24 September 2013
Last updated at 16:18
The National Trust has begun the search for new tenants for an 18th Century house in Cumbria which is only accessible by boat and gets its milk delivered by canoe. The Grade II listed Derwent Island House is located on a 7 acre (2.8 hectare) island on Derwent Water.
In medieval times, Derwent Island was owned by monks before it became the property of the monarchy in 1539. In 1569, it was home to a group of German miners who were working in the area. They built a camp on the island where they kept their own animals, grew their own vegetables and brewed their own beer.

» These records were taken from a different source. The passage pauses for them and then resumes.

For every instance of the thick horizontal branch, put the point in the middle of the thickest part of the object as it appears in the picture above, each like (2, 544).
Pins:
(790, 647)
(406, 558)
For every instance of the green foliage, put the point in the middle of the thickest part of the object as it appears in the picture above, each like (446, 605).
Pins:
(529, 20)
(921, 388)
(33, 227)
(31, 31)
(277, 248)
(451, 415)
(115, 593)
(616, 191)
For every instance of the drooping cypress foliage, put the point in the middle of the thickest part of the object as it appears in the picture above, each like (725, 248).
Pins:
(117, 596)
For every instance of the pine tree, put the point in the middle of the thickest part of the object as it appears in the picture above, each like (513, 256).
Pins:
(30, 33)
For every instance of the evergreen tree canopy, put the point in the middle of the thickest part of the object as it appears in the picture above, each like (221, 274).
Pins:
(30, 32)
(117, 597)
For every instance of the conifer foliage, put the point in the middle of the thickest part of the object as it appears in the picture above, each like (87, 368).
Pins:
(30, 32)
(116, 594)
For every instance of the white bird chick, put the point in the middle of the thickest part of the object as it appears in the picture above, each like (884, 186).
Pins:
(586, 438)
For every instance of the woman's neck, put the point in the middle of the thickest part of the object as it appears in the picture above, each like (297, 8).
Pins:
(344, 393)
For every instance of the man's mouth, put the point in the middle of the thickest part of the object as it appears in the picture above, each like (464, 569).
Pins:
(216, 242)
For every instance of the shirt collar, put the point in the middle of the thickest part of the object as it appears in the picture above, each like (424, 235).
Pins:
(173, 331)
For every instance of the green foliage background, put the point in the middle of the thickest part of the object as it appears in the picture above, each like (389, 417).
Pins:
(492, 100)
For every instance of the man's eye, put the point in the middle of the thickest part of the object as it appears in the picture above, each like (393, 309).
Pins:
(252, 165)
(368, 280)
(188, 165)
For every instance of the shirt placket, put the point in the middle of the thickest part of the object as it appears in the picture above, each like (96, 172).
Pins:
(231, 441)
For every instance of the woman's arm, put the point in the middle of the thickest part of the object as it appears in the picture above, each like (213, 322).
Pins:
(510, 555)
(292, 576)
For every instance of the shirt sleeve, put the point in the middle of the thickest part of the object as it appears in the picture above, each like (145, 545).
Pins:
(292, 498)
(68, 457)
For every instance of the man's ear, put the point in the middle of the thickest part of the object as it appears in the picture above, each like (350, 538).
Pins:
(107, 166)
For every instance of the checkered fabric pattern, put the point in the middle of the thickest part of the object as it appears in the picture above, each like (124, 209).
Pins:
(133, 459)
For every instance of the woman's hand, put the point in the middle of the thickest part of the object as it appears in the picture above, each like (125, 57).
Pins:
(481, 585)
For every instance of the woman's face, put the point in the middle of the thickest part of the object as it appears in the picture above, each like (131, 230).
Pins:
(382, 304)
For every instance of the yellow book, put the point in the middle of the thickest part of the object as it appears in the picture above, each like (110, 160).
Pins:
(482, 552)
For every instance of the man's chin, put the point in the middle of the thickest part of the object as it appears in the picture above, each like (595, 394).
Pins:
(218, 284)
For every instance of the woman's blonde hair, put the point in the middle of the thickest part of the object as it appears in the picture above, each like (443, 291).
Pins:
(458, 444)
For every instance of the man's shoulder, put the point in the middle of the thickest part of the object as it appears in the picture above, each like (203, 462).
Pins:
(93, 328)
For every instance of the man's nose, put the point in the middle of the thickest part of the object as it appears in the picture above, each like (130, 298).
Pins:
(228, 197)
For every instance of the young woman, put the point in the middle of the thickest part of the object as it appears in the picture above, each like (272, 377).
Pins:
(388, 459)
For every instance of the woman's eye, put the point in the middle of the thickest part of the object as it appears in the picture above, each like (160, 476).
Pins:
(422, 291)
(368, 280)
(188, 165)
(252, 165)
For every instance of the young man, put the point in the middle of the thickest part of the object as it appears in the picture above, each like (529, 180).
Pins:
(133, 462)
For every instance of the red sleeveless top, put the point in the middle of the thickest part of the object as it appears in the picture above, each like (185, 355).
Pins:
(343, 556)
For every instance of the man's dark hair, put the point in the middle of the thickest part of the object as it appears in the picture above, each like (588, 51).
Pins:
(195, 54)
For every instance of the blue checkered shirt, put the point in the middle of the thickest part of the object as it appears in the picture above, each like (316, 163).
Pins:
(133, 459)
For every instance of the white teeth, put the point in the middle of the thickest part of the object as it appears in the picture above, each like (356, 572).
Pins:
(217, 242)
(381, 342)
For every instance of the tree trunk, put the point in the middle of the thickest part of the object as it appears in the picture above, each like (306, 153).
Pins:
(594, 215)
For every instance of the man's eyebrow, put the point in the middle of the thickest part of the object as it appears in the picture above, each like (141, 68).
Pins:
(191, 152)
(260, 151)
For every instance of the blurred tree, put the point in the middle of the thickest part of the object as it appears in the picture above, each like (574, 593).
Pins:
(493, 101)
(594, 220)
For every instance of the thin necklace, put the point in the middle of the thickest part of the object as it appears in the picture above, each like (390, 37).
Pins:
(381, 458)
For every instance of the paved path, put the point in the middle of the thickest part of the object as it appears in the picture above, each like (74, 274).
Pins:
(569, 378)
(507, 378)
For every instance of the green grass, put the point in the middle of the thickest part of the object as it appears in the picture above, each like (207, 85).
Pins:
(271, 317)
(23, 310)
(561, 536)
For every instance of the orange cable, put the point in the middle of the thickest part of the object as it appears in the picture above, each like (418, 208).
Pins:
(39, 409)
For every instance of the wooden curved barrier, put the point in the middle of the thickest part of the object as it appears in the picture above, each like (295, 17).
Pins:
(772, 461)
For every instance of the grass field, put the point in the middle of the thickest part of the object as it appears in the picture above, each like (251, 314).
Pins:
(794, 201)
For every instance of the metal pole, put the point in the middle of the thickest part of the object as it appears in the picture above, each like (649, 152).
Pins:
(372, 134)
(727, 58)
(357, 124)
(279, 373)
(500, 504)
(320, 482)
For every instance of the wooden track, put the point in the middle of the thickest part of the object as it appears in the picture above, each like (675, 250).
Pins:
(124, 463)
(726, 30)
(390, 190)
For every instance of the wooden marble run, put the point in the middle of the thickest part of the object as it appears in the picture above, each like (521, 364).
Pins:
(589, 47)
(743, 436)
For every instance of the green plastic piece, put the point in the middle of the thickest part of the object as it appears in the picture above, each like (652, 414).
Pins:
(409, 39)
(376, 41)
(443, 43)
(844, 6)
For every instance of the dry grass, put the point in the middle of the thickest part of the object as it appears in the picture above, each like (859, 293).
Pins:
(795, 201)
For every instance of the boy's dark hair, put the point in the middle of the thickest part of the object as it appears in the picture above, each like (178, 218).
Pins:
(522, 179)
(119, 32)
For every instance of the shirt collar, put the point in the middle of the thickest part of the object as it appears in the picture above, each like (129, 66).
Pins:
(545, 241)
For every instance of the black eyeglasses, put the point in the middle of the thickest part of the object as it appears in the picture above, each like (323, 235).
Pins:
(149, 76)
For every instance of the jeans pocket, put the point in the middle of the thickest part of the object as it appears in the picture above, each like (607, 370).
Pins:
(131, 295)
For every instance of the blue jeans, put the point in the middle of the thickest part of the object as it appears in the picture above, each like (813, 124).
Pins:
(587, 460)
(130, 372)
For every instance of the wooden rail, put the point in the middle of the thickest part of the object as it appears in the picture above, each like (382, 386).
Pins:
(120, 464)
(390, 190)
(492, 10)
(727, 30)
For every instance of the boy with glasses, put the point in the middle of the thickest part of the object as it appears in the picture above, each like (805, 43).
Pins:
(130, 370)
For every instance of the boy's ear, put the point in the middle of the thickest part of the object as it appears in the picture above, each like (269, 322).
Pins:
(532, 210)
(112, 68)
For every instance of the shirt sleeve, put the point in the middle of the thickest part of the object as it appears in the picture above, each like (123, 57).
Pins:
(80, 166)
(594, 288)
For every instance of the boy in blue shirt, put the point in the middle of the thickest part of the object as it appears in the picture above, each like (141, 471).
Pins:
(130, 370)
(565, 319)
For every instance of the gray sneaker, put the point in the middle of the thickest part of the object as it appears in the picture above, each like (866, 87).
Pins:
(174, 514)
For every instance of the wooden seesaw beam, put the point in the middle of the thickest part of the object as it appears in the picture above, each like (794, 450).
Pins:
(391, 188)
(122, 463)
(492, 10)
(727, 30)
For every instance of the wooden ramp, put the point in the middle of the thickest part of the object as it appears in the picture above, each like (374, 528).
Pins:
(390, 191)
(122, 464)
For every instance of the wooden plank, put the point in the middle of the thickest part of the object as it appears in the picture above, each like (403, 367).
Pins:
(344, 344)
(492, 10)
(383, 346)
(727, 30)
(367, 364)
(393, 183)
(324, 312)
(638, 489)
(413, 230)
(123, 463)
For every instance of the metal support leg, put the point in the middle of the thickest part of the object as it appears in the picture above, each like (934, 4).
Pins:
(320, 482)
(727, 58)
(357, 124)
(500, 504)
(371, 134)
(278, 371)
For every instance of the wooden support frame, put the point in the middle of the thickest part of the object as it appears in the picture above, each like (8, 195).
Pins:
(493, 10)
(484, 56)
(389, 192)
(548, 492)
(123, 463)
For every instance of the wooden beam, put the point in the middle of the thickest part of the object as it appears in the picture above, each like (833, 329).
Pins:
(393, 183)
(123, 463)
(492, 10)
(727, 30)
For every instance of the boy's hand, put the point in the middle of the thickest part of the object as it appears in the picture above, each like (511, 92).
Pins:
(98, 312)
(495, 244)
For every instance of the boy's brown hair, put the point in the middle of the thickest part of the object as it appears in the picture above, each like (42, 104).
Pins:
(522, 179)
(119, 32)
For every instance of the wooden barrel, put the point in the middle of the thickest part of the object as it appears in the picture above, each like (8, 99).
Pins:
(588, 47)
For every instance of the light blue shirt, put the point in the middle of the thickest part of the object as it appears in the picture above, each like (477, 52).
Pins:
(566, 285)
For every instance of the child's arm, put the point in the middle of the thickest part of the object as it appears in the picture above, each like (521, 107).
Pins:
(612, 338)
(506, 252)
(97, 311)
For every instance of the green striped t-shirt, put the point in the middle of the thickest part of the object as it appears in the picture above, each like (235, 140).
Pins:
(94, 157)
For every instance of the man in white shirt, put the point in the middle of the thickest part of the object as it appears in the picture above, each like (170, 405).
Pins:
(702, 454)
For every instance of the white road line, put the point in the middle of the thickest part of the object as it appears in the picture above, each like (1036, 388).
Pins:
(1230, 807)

Derwent Island House was built in 1780 by Joseph Pocklington from Newark, who constructed a small fort to use for mock battles during annual regattas on the lake. In the 1840s, Yorkshireman Henry Marshall added two wings to the house to give its present-day Italian style.
In 1951, Mr Marshall's grandson Denis Marshall gave the property to the National Trust, which has let it out for the past 60 years.
The house, which has seven bedrooms and five reception rooms, also has a mock chapel and boathouse in its grounds and a large collection of furniture and art.
Estate agent Helen Lancaster said that while the milk was delivered by canoe, any tenant would have to "go ashore to reach the bins or collect mail, [making it] a unique way of life".
The property, which the National Trust hopes will have new tenants by December, will open to the public for at least five days of the year.